The park was proclaimed under the Regional Forest Agreement on 30 April 1999. The Tasman Island Lighthouse (constructed in 1906) is located on Tasman Island, which is part of the park. This lighthouse and weather station has been unmanned since 1977.

==Geography==
At 300 m above sea level, the columnar dolerite cliffs at Cape Pillar and Tasman Island are among the highest in the world. Dolerite is a rare rock type on mainland Australia. Land formations accessible by road include the Blowhole (a hole at the inland end of a sea cave), Devils Kitchen (a rock hole) and Waterfall Bay. Dolerite formations which are more easily viewed from the ocean include Cathedral Rock, Totem Pole, Candlestick, and Tasmans Arch. The park includes The Lanterns, three small islands.

==Flora==
Three species of Euphrasia (a semi-parasitic, herbaceous flowering plant commonly known as eyebright) are found only in Tasman National Park. The rare Cape Pillar Sheoak is a shrub or small tree found only in the Tasman National Park where it is restricted to the Cape Pillar area of the Tasman Peninsula and to Tasman Island.
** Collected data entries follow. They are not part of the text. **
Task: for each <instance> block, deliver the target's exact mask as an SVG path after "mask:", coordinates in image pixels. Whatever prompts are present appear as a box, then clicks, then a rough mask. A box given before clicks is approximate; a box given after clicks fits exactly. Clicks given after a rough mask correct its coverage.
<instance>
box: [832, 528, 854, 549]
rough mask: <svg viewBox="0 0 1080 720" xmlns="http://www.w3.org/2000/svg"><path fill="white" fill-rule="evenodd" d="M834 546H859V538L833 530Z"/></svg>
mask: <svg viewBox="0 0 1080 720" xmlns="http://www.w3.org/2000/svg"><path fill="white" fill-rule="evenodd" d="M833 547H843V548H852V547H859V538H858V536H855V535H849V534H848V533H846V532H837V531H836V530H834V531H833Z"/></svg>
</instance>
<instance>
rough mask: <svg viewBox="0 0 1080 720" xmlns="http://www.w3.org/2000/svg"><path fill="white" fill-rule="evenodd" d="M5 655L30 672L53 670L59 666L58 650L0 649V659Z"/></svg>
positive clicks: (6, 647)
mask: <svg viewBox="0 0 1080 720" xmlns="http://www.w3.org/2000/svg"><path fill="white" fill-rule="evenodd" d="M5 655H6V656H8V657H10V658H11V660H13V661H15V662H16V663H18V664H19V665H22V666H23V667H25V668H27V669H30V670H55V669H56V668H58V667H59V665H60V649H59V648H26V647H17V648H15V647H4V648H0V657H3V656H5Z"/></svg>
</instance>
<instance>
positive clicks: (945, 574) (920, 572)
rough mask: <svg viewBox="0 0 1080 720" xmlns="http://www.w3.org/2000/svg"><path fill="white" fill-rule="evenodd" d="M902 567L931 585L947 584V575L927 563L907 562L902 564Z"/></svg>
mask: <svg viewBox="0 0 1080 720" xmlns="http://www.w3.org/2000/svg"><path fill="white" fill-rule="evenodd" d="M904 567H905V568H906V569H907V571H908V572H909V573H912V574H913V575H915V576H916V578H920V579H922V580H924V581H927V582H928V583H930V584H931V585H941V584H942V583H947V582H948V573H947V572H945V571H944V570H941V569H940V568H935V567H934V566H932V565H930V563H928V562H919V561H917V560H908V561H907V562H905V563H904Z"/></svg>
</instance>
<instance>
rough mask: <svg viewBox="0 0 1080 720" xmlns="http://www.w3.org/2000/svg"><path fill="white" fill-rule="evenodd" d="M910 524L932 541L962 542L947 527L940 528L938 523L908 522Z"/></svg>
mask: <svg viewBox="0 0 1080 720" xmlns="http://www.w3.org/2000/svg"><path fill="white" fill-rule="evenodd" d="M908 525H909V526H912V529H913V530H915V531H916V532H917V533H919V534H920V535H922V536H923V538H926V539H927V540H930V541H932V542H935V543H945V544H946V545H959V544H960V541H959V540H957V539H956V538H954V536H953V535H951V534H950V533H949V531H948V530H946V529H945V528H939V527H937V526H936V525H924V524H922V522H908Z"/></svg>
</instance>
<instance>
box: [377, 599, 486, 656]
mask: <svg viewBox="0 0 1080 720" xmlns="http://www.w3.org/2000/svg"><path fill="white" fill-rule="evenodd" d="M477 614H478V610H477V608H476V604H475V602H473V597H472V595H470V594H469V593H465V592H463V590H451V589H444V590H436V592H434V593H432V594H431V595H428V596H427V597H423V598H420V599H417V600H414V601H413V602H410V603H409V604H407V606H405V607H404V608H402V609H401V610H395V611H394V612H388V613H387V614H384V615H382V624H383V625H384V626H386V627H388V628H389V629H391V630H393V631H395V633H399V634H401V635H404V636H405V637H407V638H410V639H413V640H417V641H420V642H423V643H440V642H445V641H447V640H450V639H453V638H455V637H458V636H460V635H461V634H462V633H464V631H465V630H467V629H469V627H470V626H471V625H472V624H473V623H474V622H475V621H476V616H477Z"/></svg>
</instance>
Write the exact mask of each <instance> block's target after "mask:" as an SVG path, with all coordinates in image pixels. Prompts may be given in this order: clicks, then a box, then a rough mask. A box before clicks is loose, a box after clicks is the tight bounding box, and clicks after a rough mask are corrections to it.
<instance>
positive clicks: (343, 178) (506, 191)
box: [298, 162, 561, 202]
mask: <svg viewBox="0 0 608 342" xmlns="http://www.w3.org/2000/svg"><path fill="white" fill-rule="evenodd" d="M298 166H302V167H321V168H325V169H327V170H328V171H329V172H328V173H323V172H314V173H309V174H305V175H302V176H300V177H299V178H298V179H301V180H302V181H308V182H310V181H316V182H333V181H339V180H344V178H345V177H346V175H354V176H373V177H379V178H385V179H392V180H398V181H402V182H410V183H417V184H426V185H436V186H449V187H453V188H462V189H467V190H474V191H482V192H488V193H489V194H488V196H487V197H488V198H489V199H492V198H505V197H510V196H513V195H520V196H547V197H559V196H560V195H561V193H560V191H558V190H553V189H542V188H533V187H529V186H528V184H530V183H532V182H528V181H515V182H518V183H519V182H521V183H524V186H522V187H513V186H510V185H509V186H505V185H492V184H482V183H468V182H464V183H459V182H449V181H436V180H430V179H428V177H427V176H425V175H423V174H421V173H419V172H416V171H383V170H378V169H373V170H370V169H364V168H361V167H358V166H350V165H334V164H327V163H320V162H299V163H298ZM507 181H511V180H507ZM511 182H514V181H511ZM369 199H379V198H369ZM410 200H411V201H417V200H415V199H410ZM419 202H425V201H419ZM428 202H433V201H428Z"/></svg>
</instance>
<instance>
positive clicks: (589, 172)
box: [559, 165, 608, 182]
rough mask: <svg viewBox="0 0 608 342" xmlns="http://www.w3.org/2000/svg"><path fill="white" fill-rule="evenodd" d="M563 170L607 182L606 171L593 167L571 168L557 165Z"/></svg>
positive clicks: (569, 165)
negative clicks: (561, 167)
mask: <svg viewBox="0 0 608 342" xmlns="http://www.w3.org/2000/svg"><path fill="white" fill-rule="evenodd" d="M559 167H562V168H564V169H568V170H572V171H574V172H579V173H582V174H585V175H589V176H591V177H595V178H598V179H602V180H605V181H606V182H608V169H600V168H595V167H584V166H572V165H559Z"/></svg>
Giant Kelp is locally extinct in Eaglehawk Neck since 2016 due to climate change, with Tasmania's remaining giant kelp forests predicted to disappear in the next five to ten years.

==Fauna==
Australian fur seals use the coastline for breeding and resting, and little penguins (sometimes referred to as "blue penguins" or "fairy penguins") nest along the foreshore.

The park forms part of the South-east Tasmania Important Bird Area, identified as such by BirdLife International because of its importance in the conservation of a range of woodland birds, especially the endangered swift parrot and forty-spotted pardalote.

==Three Capes track==
The Three Capes Track is a one-way 46 km 3 night track in Tasman National Park opened on 21 December 2015. It starts at Port Arthur Historic Sites and ends at Fortescue Bay with a bus taking the walkers back to Port Arthur Historic Sites. The walkers arrive at the jetty at Port Arthur Historic Sites, are taken by boat around the bay of Port Arthur then left at Denmans Cove. From there they trek 46 km to Fortescue Bay over 3 nights, stopping each night at a hut that provides water, gas top cookers, toilets and sleeping. Each hut has one Tasmanian Parks and Wildlife Ranger as well as a roving ranger who goes between huts. The huts can accommodate 48 people per night and as of December 2016 has had 8000 participants. The 4 day walk goes to Cape Pillar, Cape Hauy, Mount Fortescue, Arthurs Peak, Ellarwey Valley and ends at Fortescue Bay. The total cost was 25 million AUD including 18000 helicopter flights to the site. Before the new track was created there was already an older and not maintained track that was first created in 1990, with the Three Capes Track first being attempted to be made in the mid to late 1960s' by members of the Hobart Walkers Club.